Furthermore, in our study, disease duration did not impact patient responses. While some studies have demonstrated that patients with chronic schizophrenia choose less favorable responses compared to those with first-episode psychosis [29], other studies have shown that most cognitive deficits of patients with schizophrenia are present from the initial episodes of psychosis. Additionally, research suggests that there is no significant decline in the deficits during the first ten years of the disease [30]. These findings align with our results as they indicate that disease duration may not be a determining factor in the differences observed between patients with schizophrenia and control subjects in moral decision-making.
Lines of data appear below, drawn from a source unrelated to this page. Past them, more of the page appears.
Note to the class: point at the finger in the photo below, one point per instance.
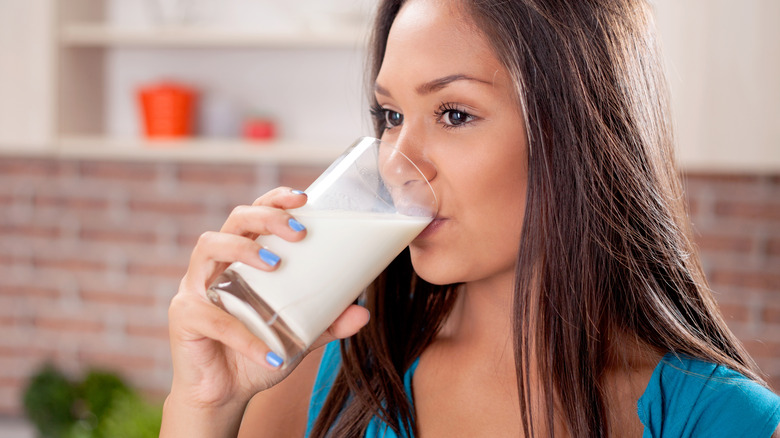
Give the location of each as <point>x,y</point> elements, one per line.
<point>252,221</point>
<point>282,197</point>
<point>346,325</point>
<point>200,321</point>
<point>215,250</point>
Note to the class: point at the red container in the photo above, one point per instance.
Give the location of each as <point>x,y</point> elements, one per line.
<point>168,110</point>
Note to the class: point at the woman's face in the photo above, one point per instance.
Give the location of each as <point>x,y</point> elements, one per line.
<point>449,104</point>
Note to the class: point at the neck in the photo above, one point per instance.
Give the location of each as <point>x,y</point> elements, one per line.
<point>481,319</point>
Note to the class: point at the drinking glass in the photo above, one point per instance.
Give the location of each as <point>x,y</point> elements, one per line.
<point>360,214</point>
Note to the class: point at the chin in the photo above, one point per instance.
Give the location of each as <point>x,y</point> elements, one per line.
<point>434,270</point>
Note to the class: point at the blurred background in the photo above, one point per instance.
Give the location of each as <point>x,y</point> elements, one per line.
<point>129,127</point>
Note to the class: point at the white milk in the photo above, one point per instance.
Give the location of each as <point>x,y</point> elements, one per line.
<point>321,275</point>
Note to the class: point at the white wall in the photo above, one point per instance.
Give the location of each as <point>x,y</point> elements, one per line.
<point>26,73</point>
<point>723,58</point>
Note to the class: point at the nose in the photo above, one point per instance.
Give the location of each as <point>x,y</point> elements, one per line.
<point>405,161</point>
<point>407,173</point>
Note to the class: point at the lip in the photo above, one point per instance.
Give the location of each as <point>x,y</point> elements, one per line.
<point>432,227</point>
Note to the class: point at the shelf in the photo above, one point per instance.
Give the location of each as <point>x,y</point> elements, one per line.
<point>99,35</point>
<point>197,150</point>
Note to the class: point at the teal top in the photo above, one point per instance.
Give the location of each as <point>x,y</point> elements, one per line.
<point>685,397</point>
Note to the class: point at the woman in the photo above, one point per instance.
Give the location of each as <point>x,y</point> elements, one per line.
<point>557,291</point>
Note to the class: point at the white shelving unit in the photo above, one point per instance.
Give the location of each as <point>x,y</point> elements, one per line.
<point>197,150</point>
<point>101,35</point>
<point>83,44</point>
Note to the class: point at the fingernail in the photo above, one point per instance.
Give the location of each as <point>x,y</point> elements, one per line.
<point>273,359</point>
<point>268,257</point>
<point>295,225</point>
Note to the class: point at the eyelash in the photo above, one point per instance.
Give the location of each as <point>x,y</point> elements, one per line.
<point>445,108</point>
<point>379,114</point>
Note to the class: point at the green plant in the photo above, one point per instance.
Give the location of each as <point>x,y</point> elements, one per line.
<point>101,405</point>
<point>48,402</point>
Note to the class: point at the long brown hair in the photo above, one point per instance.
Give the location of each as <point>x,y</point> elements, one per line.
<point>605,250</point>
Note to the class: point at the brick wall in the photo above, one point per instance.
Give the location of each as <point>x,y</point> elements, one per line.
<point>91,253</point>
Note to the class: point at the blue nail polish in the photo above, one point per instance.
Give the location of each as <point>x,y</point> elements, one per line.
<point>273,359</point>
<point>268,257</point>
<point>295,225</point>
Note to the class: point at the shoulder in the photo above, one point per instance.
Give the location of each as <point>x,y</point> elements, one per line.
<point>691,397</point>
<point>282,410</point>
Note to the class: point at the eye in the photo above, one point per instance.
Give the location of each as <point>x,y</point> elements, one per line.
<point>453,117</point>
<point>388,118</point>
<point>392,118</point>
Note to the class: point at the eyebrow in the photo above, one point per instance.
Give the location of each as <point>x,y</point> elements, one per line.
<point>434,85</point>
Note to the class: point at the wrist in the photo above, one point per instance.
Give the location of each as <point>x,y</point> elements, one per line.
<point>184,418</point>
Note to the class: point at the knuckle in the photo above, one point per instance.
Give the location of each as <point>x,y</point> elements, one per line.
<point>239,210</point>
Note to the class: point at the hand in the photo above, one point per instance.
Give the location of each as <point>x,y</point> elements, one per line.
<point>218,364</point>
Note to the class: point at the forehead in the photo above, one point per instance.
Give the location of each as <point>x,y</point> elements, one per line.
<point>436,37</point>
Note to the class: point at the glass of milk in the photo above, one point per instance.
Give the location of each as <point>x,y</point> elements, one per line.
<point>360,214</point>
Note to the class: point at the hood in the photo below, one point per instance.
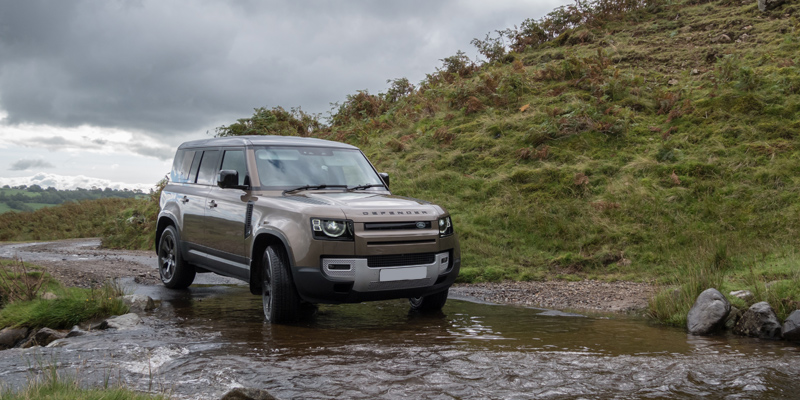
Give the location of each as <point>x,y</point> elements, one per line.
<point>369,206</point>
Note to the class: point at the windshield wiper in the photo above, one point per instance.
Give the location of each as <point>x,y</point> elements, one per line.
<point>313,187</point>
<point>367,186</point>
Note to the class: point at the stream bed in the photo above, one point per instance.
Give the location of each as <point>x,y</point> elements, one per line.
<point>204,341</point>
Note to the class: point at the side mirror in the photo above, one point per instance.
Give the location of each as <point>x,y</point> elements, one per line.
<point>385,177</point>
<point>229,179</point>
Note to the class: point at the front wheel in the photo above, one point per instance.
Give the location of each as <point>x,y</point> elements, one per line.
<point>175,273</point>
<point>429,303</point>
<point>279,297</point>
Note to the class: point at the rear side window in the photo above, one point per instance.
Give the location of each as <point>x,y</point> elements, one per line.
<point>234,160</point>
<point>181,166</point>
<point>208,167</point>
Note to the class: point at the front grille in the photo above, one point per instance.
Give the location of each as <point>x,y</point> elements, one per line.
<point>387,226</point>
<point>399,260</point>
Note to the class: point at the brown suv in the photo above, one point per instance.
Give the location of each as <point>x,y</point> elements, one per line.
<point>303,221</point>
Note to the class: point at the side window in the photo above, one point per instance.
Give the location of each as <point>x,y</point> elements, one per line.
<point>234,160</point>
<point>208,167</point>
<point>181,166</point>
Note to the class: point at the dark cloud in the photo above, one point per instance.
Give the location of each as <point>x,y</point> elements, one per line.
<point>22,165</point>
<point>165,68</point>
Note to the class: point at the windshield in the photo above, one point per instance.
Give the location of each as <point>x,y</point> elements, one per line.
<point>291,167</point>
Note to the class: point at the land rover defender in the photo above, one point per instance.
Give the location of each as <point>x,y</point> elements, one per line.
<point>302,221</point>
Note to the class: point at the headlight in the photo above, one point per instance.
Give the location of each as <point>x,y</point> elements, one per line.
<point>445,227</point>
<point>332,229</point>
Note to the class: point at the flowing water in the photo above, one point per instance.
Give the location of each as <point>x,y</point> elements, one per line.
<point>204,341</point>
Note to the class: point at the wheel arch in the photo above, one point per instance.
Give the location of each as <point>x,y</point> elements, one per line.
<point>260,244</point>
<point>163,222</point>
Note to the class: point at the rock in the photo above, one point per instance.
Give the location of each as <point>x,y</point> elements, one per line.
<point>767,5</point>
<point>100,326</point>
<point>742,294</point>
<point>123,322</point>
<point>759,321</point>
<point>708,312</point>
<point>248,394</point>
<point>139,303</point>
<point>43,337</point>
<point>76,331</point>
<point>9,337</point>
<point>733,317</point>
<point>791,327</point>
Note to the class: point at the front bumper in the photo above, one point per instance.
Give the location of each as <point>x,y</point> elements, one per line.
<point>355,279</point>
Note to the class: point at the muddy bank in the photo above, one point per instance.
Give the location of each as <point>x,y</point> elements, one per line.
<point>81,262</point>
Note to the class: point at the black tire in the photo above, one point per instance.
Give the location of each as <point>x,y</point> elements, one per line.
<point>175,273</point>
<point>279,298</point>
<point>430,303</point>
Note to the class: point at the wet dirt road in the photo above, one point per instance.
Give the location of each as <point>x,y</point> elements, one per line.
<point>203,341</point>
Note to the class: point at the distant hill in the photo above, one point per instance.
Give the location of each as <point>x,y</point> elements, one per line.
<point>612,138</point>
<point>31,198</point>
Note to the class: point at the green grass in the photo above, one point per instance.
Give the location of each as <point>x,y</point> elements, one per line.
<point>71,307</point>
<point>59,386</point>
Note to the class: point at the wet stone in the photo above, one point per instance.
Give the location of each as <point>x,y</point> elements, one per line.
<point>247,394</point>
<point>759,321</point>
<point>791,327</point>
<point>708,313</point>
<point>43,337</point>
<point>123,322</point>
<point>9,337</point>
<point>139,303</point>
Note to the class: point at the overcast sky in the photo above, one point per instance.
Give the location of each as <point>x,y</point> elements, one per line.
<point>100,92</point>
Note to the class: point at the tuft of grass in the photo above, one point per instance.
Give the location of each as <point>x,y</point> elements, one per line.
<point>60,386</point>
<point>71,307</point>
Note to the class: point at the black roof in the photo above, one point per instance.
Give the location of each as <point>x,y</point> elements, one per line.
<point>264,140</point>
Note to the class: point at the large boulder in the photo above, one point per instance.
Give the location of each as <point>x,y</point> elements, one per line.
<point>247,394</point>
<point>9,337</point>
<point>767,5</point>
<point>708,312</point>
<point>759,321</point>
<point>791,327</point>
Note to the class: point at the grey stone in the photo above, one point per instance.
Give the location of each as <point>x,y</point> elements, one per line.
<point>733,317</point>
<point>9,337</point>
<point>123,322</point>
<point>248,394</point>
<point>139,303</point>
<point>742,294</point>
<point>76,331</point>
<point>791,327</point>
<point>708,312</point>
<point>43,337</point>
<point>767,5</point>
<point>759,321</point>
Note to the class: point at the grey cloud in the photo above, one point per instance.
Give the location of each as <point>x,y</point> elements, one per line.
<point>167,68</point>
<point>22,165</point>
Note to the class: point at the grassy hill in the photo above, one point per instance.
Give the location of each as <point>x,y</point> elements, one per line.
<point>613,139</point>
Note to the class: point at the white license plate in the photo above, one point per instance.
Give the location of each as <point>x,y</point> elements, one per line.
<point>403,274</point>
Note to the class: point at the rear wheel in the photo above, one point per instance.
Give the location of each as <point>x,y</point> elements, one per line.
<point>279,297</point>
<point>429,303</point>
<point>175,273</point>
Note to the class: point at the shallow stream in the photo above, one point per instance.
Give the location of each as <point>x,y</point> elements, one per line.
<point>204,341</point>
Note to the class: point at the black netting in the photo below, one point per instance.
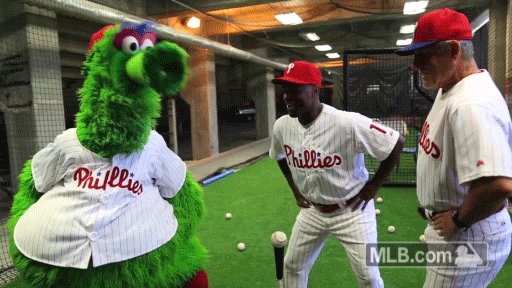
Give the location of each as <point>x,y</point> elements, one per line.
<point>381,85</point>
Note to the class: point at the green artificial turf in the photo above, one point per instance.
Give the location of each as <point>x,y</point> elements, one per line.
<point>261,203</point>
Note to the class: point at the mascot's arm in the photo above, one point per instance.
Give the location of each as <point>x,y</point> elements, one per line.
<point>26,196</point>
<point>188,206</point>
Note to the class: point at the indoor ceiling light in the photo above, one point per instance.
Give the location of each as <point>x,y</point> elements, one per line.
<point>310,36</point>
<point>193,22</point>
<point>332,55</point>
<point>407,29</point>
<point>415,7</point>
<point>323,47</point>
<point>403,42</point>
<point>289,18</point>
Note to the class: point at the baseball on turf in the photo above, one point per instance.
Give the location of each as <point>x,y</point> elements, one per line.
<point>278,239</point>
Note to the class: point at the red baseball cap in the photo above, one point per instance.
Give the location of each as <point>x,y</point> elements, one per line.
<point>98,35</point>
<point>439,25</point>
<point>302,73</point>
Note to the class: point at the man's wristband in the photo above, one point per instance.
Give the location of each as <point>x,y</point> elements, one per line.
<point>458,223</point>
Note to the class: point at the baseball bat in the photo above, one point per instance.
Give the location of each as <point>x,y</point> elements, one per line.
<point>279,240</point>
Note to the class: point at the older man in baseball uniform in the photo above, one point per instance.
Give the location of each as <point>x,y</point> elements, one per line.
<point>320,151</point>
<point>465,156</point>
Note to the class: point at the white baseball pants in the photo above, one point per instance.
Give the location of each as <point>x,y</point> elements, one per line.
<point>496,231</point>
<point>311,228</point>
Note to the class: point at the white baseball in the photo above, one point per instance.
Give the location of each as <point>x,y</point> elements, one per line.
<point>278,239</point>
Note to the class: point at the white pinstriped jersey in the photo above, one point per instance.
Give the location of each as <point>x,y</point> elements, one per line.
<point>327,157</point>
<point>467,135</point>
<point>110,209</point>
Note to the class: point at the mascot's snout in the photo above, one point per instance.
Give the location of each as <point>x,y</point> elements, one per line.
<point>163,67</point>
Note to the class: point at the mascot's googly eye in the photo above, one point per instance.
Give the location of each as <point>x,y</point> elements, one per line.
<point>147,44</point>
<point>130,44</point>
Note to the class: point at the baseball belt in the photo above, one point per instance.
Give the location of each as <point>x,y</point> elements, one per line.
<point>429,214</point>
<point>325,208</point>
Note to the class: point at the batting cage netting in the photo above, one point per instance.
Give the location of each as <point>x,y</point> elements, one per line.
<point>381,85</point>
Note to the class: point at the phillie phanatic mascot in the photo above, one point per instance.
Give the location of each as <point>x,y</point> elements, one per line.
<point>107,204</point>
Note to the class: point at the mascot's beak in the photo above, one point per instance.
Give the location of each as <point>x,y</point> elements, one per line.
<point>163,67</point>
<point>135,69</point>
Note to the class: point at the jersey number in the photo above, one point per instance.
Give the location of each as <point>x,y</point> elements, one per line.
<point>373,126</point>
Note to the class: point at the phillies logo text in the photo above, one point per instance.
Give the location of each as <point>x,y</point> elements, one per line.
<point>113,178</point>
<point>429,146</point>
<point>311,159</point>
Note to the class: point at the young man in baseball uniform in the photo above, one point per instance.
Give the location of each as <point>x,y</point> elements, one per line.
<point>320,151</point>
<point>465,159</point>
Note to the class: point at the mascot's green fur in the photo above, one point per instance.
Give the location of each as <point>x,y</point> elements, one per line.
<point>120,101</point>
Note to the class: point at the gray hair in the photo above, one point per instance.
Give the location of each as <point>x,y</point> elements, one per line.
<point>466,47</point>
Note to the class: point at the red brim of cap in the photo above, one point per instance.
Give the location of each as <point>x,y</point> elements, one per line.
<point>409,50</point>
<point>284,79</point>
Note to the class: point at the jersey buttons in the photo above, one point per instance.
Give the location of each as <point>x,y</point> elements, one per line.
<point>104,199</point>
<point>92,236</point>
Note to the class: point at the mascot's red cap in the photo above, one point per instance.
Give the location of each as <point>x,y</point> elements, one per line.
<point>98,36</point>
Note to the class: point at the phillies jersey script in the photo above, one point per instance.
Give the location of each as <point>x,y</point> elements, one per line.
<point>107,209</point>
<point>318,154</point>
<point>467,135</point>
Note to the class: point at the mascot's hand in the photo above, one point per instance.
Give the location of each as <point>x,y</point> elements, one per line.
<point>188,205</point>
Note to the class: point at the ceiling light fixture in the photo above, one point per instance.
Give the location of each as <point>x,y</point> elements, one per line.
<point>323,47</point>
<point>193,22</point>
<point>309,36</point>
<point>289,18</point>
<point>403,42</point>
<point>407,29</point>
<point>333,55</point>
<point>415,7</point>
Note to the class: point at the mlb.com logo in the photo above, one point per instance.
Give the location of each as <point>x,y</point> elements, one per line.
<point>421,254</point>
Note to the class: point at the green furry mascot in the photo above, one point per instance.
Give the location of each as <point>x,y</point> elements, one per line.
<point>108,204</point>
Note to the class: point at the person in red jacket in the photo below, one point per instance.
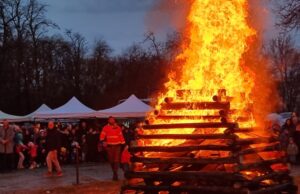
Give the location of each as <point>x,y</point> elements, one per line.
<point>112,138</point>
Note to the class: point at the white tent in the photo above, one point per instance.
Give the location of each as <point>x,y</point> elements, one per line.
<point>9,117</point>
<point>30,117</point>
<point>132,107</point>
<point>72,109</point>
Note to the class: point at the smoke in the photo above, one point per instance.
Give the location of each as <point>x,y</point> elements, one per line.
<point>168,14</point>
<point>265,95</point>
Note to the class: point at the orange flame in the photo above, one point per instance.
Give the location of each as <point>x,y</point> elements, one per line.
<point>212,59</point>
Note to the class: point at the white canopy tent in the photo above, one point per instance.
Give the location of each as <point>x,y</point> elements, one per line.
<point>42,108</point>
<point>130,108</point>
<point>72,109</point>
<point>9,117</point>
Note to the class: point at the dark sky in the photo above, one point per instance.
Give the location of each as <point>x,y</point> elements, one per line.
<point>119,22</point>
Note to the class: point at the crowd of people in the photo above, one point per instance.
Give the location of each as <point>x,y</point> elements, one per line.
<point>289,137</point>
<point>55,144</point>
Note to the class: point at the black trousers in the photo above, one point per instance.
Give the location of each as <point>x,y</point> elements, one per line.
<point>7,162</point>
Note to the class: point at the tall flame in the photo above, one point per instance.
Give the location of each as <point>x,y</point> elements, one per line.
<point>212,59</point>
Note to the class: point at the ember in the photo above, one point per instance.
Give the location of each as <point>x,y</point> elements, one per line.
<point>204,135</point>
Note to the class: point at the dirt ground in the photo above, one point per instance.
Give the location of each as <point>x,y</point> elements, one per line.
<point>94,178</point>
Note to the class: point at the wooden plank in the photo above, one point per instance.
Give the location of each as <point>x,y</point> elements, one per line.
<point>180,148</point>
<point>190,125</point>
<point>185,160</point>
<point>186,136</point>
<point>185,189</point>
<point>188,175</point>
<point>196,105</point>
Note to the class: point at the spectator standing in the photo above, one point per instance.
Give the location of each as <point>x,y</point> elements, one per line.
<point>125,159</point>
<point>292,151</point>
<point>284,139</point>
<point>7,135</point>
<point>128,134</point>
<point>112,137</point>
<point>92,139</point>
<point>41,158</point>
<point>52,146</point>
<point>32,151</point>
<point>20,147</point>
<point>288,125</point>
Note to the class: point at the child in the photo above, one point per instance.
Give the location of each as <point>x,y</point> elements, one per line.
<point>125,159</point>
<point>84,148</point>
<point>292,151</point>
<point>20,147</point>
<point>32,151</point>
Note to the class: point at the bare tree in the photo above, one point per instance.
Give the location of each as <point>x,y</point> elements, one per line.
<point>78,50</point>
<point>289,14</point>
<point>285,65</point>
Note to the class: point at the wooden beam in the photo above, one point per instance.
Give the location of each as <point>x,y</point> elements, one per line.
<point>274,147</point>
<point>185,189</point>
<point>196,105</point>
<point>186,136</point>
<point>180,148</point>
<point>187,175</point>
<point>190,125</point>
<point>185,160</point>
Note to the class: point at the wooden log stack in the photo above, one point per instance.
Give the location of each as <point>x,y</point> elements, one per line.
<point>213,159</point>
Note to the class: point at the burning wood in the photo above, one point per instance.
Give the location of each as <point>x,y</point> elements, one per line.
<point>203,139</point>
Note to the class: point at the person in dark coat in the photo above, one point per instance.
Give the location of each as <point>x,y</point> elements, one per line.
<point>128,134</point>
<point>52,147</point>
<point>288,125</point>
<point>7,135</point>
<point>92,139</point>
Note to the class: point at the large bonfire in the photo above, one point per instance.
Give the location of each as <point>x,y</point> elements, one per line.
<point>212,64</point>
<point>206,134</point>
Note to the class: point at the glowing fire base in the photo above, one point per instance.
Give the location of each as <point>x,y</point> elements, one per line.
<point>214,156</point>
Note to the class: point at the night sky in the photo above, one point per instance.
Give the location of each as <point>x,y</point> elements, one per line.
<point>119,22</point>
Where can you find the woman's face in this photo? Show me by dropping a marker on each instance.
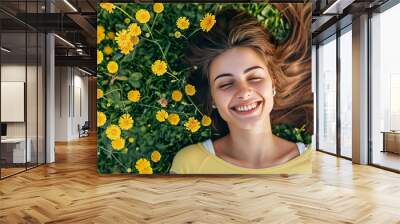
(241, 88)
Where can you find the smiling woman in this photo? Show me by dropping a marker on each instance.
(243, 73)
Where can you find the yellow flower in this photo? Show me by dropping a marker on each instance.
(112, 67)
(113, 132)
(190, 90)
(207, 22)
(124, 42)
(101, 119)
(142, 16)
(155, 156)
(159, 67)
(143, 166)
(118, 143)
(206, 121)
(192, 124)
(125, 121)
(182, 23)
(110, 35)
(163, 102)
(99, 57)
(158, 7)
(109, 7)
(100, 33)
(173, 119)
(177, 34)
(134, 95)
(134, 29)
(107, 50)
(177, 95)
(161, 115)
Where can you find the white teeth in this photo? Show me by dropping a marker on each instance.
(246, 108)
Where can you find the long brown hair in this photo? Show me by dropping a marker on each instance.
(289, 63)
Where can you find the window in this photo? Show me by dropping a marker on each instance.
(346, 92)
(385, 88)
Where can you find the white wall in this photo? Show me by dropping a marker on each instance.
(70, 83)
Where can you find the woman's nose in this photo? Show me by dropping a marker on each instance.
(244, 92)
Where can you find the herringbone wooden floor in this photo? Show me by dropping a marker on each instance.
(70, 191)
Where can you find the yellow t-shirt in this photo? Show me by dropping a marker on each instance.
(195, 159)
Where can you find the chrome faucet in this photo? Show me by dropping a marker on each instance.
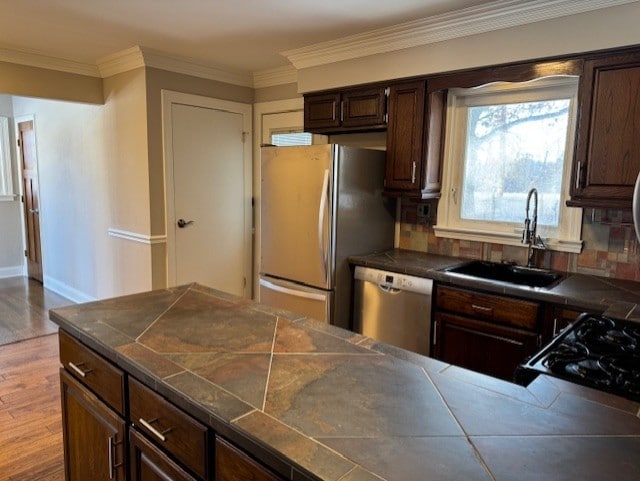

The observed alterations in evaluating the benefit and moral appropriateness of actions among patients with schizophrenia could have significant implications for real-life social functioning. These changes could lead to deficient social cognition and difficulty interpreting and understanding others’ intentions, resulting in strained personal and professional relationships [31,32]. Recent meta-analyses have reported that social-cognitive training, alongside the basic aspects of social cognition, can remediate more complex social-cognitive processes such as social perception and mental state attribution [12,33]. A combination of targeted interventions, such as cognitive behavioral therapy, social cognition and social skill training, and practice weighing self- and other-focused consequences in decisions, could improve perspective-taking and help restructure maladaptive thought patterns in patients [34,35].
Limitations
One limitation of our study was the use of paper-and-pencil versions of moral vignettes, more immersive simulations could better replicate real-life situations. Although an accurate sample size calculation could not be made due to no available studies utilizing the same questionnaire in patients with schizophrenia, a conceivable sample size was calculated with 95% confidence level and a 5% margin of error as well as considering studies with comparable methodology [7,14,36,37]. However, low sample size of this study could affect the power of analysis to detect subtle differences between the two groups. Future research with additional sample sizes and implementation of additional measures such as Montreal Cognitive Assessment (MoCA), mini-mental state examination (MMSE), skin conductance response, and electroencephalograms (EEG) could provide further insights into the underlying mechanisms of moral decision-making in patients with schizophrenia.
Conclusion
Our study suggests that most aspects of everyday moral decision-making remain intact in patients with schizophrenia. The observed deficits appear to be limited to the evaluation of moral appropriateness in immoral situations and overall benefit assessment. The distortion in benefit assessment for oneself and others could be a crucial area of focus for cognitive rehabilitation of patients with schizophrenia. By addressing this issue we may help improve moral decision-making abilities in everyday life situations.